After years of complaints and aggressive advocacy by the Cornucopia Institute and organic dairy farmers, the USDA did what it should have done long ago: it got the largest private-label organic milk company in the nation, Aurora Organic, to agree to reform its farming practices. It also threatened to revoke Aurora's organic certification if the company did not follow through on these reforms during a one-year probation period.
Cornucopia and others have lobbed criticisms at Aurora for years, primarily for keeping its organic cows in feedlots against the letter and spirit of organic regulations that require the animals to have "access to pasture." Though this entire period, it should be noted, the Colorado Department of Agriculture and Quality Assurance International continued to certify the company's practices as organic and Aurora denied it was doing anything wrong.
According to the USDA complaint, however, the company did not have enough pasture for its cows and was bringing animals onto its farms that may have been improperly transitioned to organic production.
The media was all over the story, but here's a couple of things you might not know. Based in Boulder, Aurora Organic was backed by $18.5 million in venture capital funds from Harvard University's endowment fund and made a business selling store-labeled organic milk to retailers such as Costco, Wal-Mart, Trader Joe's, Target and Safeway. Despite the inordinate negative publicity, no retailer has stepped forward and dropped the company's milk, nor has Harvard or its alumni ever raised any questions publicly about this investment (made through Charlesbank Capital Partners of Boston).
The USDA Agricultural Marketing Service said in a press release it "will exercise increased scrutiny over Aurora's operations during a one-year probationary review period. If Aurora does not abide by the agreement during that time, AMS may withdraw from the agreement and could revoke the organic certification for Aurora's Platteville, Colo., plant."
In its own press release on the matter, Aurora said that it was increasing pasture at its Plateville farm to 400 acres -- a figure I found astounding because company officials had told me the farm had 2,900 acres of irrigated pasture and 12,000 acres of range land when I spoke to them for my book in 2005. What happened to the 14,900 acres of pasture they previously said they had?
It will graze 1,250 animals on those 400 acres, a herd that has been shrinking from the more-than 5,000 cows it once had at the Colorado facility.

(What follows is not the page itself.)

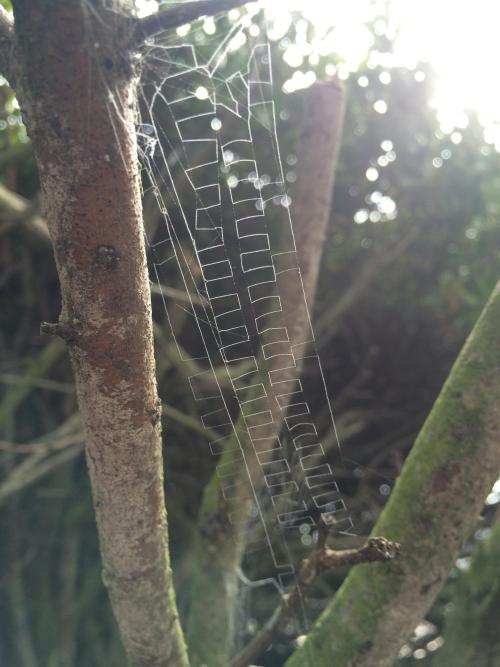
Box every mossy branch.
[286,283,500,667]
[230,537,400,667]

Pasture wasn't the only issue. Under the new organic system plan (which every farm must have to get certified), Aurora must:
- Provide daily access to pasture during the growing season, acknowledging that milking cows is not a reason to deny access to pasture
- Reduce the number of cows to a level consistent with available pasture with agreed maximum stocking densities
- Eliminate improperly transitioned cows from its herd and not market those cows' milk as organic
- Agree to use the more stringent transition process in the regulations for animals added to its dairy herd.
This is the second major action by the USDA against an organic dairy company this year. In May, the USDA yanked the organic certification for the Vander Eyk farm - a giant operation in the central valley of California.
Is the USDA finally getting the message that consumers and organic dairy farmers want a high-integrity product? We hope so.